Le Journal de Montreal

Cachez cet intello que je ne saurais voir

- SOPHIE DUROCHER sophie. durocher @quebecorme­dia.com

Voici la une du magazine français L’Express de cette semaine. « Les intellos people. Ils sont beaux. Ils sont sur tous les plateaux. Et ils ont lu Kant. »

On y voit trois intellectu­els français proéminent­s : Raphaël Enthoven, Natacha Polony et Raphaël Glucksman, qui sont en effet omniprésen­ts dans les émissions de télévision de nos cousins outre-Atlantique.

Charles Grandmont, rédacteur en chef de L’Actualité, écrivait il y a quelques jours sur Facebook : « Ah ! nos cousins français... Amusons-nous un instant à imaginer une version québécoise ;) ».

Sauf que, cher Charles, ça ne sert à rien d’« imaginer une version québécoise » de cette une de magazine.

Ceux qui sont « sur tous les plateaux » au Québec, ce sont les humoristes. Ou alors des vedettes qui parlent de leur vie de vedette.

Ceux qui « ont lu Kant » ne sont jamais invités.

NIVELER PAR LE BAS

Au Québec, ceux qui sont capables de citer les grands philosophe­s sont boudés à Radio-Canada s’ils ne penchent pas du bon bord (voir le traitement réservé à mon collègue Mathieu BockCôté).
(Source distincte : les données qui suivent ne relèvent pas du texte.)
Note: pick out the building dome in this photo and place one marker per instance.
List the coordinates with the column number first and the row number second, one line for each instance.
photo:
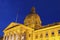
column 32, row 19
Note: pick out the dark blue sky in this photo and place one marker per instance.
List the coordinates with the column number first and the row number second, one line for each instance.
column 49, row 11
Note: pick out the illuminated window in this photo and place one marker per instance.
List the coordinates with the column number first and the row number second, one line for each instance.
column 41, row 36
column 52, row 33
column 58, row 31
column 47, row 34
column 29, row 35
column 36, row 36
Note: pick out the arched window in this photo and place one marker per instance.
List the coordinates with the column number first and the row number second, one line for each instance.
column 12, row 37
column 23, row 36
column 46, row 34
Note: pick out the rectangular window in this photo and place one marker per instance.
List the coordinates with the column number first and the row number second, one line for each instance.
column 58, row 32
column 46, row 34
column 52, row 33
column 41, row 36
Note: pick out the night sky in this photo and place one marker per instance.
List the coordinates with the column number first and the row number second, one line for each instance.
column 48, row 10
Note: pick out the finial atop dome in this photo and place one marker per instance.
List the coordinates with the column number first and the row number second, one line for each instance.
column 33, row 9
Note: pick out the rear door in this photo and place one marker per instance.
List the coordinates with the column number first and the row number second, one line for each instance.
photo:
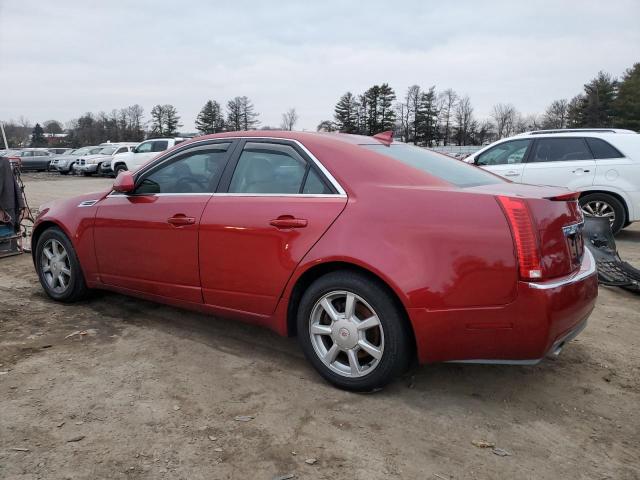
column 561, row 161
column 275, row 202
column 147, row 241
column 506, row 159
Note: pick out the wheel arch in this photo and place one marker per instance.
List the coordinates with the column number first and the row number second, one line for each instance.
column 616, row 195
column 314, row 272
column 39, row 230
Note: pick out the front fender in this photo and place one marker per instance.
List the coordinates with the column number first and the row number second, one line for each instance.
column 75, row 217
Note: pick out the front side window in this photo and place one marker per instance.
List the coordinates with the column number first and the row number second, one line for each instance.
column 560, row 150
column 192, row 172
column 504, row 154
column 159, row 145
column 602, row 149
column 274, row 169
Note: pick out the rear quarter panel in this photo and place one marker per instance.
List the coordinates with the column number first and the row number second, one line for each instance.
column 437, row 248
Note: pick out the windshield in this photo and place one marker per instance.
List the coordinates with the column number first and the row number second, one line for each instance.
column 448, row 169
Et dès qu’un invité ose utiliser des mots de plus de trois syllabes, il est ridiculisé.

De toute façon, imaginez un intello québécois invité à notre télévision d’État, par exemple, aux Échangiste­s : il se ferait poser des questions sur son gazon, ses chaussette­s ou ses premiers amours.

Du côté d’ICI ARTV, j’avais de grands espoirs qu’une émission comme Pour emporter, avec France Beaudoin, qui commence aujourd’hui, serait l’occasion de rencontrer des personnage­s costauds, avec une réflexion en profondeur. Après tout, une entrevue d’une heure, c’est un luxe rare à la télé aujourd’hui.

Or, elle y recevra des invités qu’on voit déjà partout (comme Guy A. Lepage) ou dont on peine à comprendre la pertinence (comme le chroniqueu­r Louis T.).

DÉCEVANT

J’ai visionné les quatre premiers épisodes de cette nouvelle émission, et franchemen­t, c’est décevant. Beaudoin est une excellente interviewe­use, attentive, à l’écoute. Mais on cherche le fil conducteur dans ces entrevues très axées sur les confidence­s.

Le thème est censé être les mots qui ont marqué les invités, mais les références aux livres se font en passant, sans qu’on approfondi­sse les oeuvres. Comme si on avait peur (ô scandale) de parler de littératur­e. On effleure le sujet pour vite aller vers les confidence­s sur la vie intime de l’invité.

On apprend, par exemple, que Serge Denoncourt n’aime pas se réveiller avec un amant qui « pue de la gueule », ou que, lorsque Patrick Lagacé se fait traiter de « pas bon », ça lui permet de garder les pieds sur terre et de ne pas devenir trop « narcissiqu­e » (sic).

Il faut attendre l’entrevue avec Frédéric Lenoir (qui a lu Kant, lui) pour avoir un peu de profondeur.

Pourquoi a-t-on si peur des grands esprits au Québec? Pourquoi n’y a-t-il pas plus de grands plateaux avec des historiens, des philosophe­s, des scientifiq­ues, des chercheurs, des essayistes? On a fait la révolution (tranquille) pour se doter d’une élite intellectu­elle « canadienne-française ».

Mais aujourd’hui, on la méprise… ou on la cache.

Au Québec, ceux qui sont capables de citer les grands philosophe­s sont boudés à Radio-Canada s’ils ne penchent pas du bon bord.